Mi Cuento Fantástico 2024
Este octavo mundo, así solía relacionar a las escuelas a las que iba conociendo, le generaba cierto nerviosismo. Le preocupaba que su nueva experiencia fuera igual a las anteriores que tuvo, en los siete mundos que ya había visitado. Y no era para menos. Solo al ingresar sentía como se clavaban sobre él las miradas curiosas de los habitantes de ese nuevo planeta. Quizá era su nave la que llamaba la atención. Las miradas de los menores eran de asombro. Diego percibía que lo miraban como monstruo, pero a la vista de algunos era como un habitante que generaba curiosidad. En algunos quizás envidia por ser transportado en un carruaje, distinto pero parecido a otro habitante de ese nuevo planeta.
Nada más entrar al nuevo hábitat de aquel nuevo mundo Diego se asombró. En el salón le recibía su docente, un navegante alto y de cabello ondulado, que le presentó al resto de la tripulación. Y en medio de todos ellos, logró divisar una nave similar a la de él. Diego comprendía por qué las miradas de los demás parecían comparar su silla de ruedas. Y es que Marta, una niña morena, de pelo acolochado, usaba lentes, pero, además, mostraba al lado de su silla dos objetos, eran su forma de moverse, unas muletas. Esas muletas le ayudaban a moverse debido a una discapacidad. Fue Marta quien le recibió con una sonrisa que, con solo verla, lo dijo todo.
Diego comprendía que no estaba solo en ese nuevo mundo. Pensó, al inicio, que sería aburrido estar en ese mundo. Pero se equivocaba. Su capitán, el docente, y la tripulación, pero sobre todo Marta, le fueron iluminando su rostro día con día. Y es que cada vez que Diego aterrizaba en el octavo planeta, experimentaba una nueva aventura. Cada vez que iniciaba el recreo, se enfrentaba a ese octavo mundo rodeado de muchas personas; a su lado, Marta, y brincando y cantando a su alrededor, sus colegas tripulantes.
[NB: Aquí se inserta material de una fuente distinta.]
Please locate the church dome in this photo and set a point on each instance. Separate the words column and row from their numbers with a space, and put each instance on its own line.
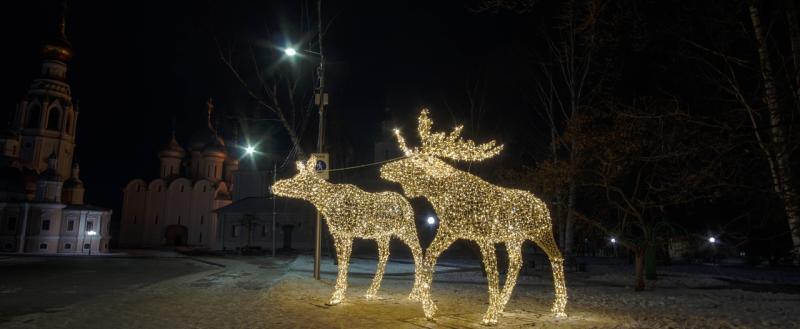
column 172, row 149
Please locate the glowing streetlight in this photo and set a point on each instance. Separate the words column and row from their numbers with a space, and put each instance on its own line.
column 91, row 234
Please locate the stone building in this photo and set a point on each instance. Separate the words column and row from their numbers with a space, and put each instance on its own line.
column 41, row 194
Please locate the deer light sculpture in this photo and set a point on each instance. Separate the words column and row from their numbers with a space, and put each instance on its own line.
column 473, row 209
column 353, row 213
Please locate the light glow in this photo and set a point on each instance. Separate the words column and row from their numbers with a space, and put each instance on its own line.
column 473, row 209
column 353, row 213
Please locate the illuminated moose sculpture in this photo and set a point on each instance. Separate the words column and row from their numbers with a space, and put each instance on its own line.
column 473, row 209
column 354, row 213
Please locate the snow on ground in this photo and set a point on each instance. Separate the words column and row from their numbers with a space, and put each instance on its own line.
column 602, row 300
column 260, row 292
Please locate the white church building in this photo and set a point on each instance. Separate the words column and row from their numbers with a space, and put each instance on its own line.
column 41, row 194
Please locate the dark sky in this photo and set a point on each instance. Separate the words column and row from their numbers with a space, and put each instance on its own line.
column 138, row 64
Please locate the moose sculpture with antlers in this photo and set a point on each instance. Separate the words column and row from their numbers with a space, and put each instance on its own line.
column 473, row 209
column 353, row 213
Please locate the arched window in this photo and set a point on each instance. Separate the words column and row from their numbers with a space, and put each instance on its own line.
column 34, row 114
column 54, row 119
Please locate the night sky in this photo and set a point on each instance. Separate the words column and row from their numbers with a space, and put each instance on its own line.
column 139, row 64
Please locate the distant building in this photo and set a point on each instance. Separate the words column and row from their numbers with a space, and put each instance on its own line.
column 41, row 194
column 176, row 208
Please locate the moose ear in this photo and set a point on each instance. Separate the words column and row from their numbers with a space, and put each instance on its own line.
column 311, row 164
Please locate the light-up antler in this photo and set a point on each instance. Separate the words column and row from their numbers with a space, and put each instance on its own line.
column 451, row 146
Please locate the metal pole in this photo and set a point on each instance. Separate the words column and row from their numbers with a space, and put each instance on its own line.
column 320, row 137
column 274, row 179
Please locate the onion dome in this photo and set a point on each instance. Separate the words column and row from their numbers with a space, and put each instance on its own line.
column 58, row 48
column 172, row 149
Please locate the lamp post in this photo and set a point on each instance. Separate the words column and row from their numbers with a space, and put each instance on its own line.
column 321, row 100
column 91, row 234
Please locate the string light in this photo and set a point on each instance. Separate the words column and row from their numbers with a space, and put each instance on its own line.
column 473, row 209
column 353, row 213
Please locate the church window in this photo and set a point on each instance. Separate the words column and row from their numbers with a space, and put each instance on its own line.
column 12, row 224
column 54, row 119
column 33, row 117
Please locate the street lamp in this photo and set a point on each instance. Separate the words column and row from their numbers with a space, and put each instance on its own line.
column 91, row 234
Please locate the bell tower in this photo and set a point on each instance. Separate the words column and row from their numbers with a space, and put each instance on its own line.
column 46, row 118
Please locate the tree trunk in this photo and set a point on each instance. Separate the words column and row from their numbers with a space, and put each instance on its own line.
column 794, row 40
column 569, row 224
column 639, row 260
column 781, row 173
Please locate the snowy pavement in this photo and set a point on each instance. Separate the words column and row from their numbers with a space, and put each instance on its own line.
column 260, row 292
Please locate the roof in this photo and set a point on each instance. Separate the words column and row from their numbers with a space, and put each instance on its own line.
column 256, row 205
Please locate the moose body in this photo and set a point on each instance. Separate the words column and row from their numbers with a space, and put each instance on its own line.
column 473, row 209
column 353, row 213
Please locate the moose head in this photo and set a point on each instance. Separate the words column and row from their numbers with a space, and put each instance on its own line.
column 425, row 162
column 304, row 185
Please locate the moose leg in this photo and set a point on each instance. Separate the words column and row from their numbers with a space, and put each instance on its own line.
column 344, row 245
column 439, row 244
column 490, row 263
column 383, row 256
column 548, row 244
column 411, row 240
column 514, row 265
Diego comprendía que los días no eran aburridos, cada vez eran risas, juegos y viajes épicos a mundos distantes, cuando leían un libro junto al capitán. Los juegos en que Marta participaba usando sus muletas eran fascinantes, deseaba algún día jugar así. Marta parecía descubrir ese deseo en los ojos de Diego. Sin pensarlo, una vez, ofreció a Diego vivir un viaje hipersónico. Invitó a sus compañeras y compañeros al parque de la escuela. Ahí, creó una aventura de esas que solo un infante puede inventar. Y cuando Diego menos lo imaginó, empezó a volar.
Sentía en su cara el choque del viento. Sus cabellos jugaban con el aire. Se aferraba a la silla de ruedas que ahora sí parecía una nave. Oía los gritos de sus compañeros y sus compañeras. Le motivaban. Diego también sentía en su pecho un tambor que se aceleraba, quizá por el miedo o por la alegría, pero no le molestaba. Ninguno de sus siete mundos anteriores le habían causado ese sentimiento. El timbre de la escuela sonó. Indicaba el fin del recreo. Pero ni ese sonido, ni el regreso al salón terminaron con aquella inmensa alegría que Diego vivía.
Cada regreso a la nave nodriza, su casa, ya no era en solitario ni en silencio. Al salir del octavo planeta su nombre resonaba. Despedidas, abrazos, choques de puño a manera de saludo. Marta, a su lado, se despedía para subirse a la nave que la llevaría a su casa. Y Diego no se entristecía, como antes, en los otros mundos, sino que esperaba con ansias un nuevo amanecer para volver a su planeta. Era tanta la alegría de Diego, que un día pidió a su familia organizar su cumpleaños en su nave nodriza, invitando a sus compañeras y compañeros. Hasta el capitán, el docente, estuvo en la lista de invitados. La familia aceptó aquella solicitud, cómo no aceptar, aquel nuevo mundo dibujaba en Diego lo que los otros siete planetas borraron... su sonrisa.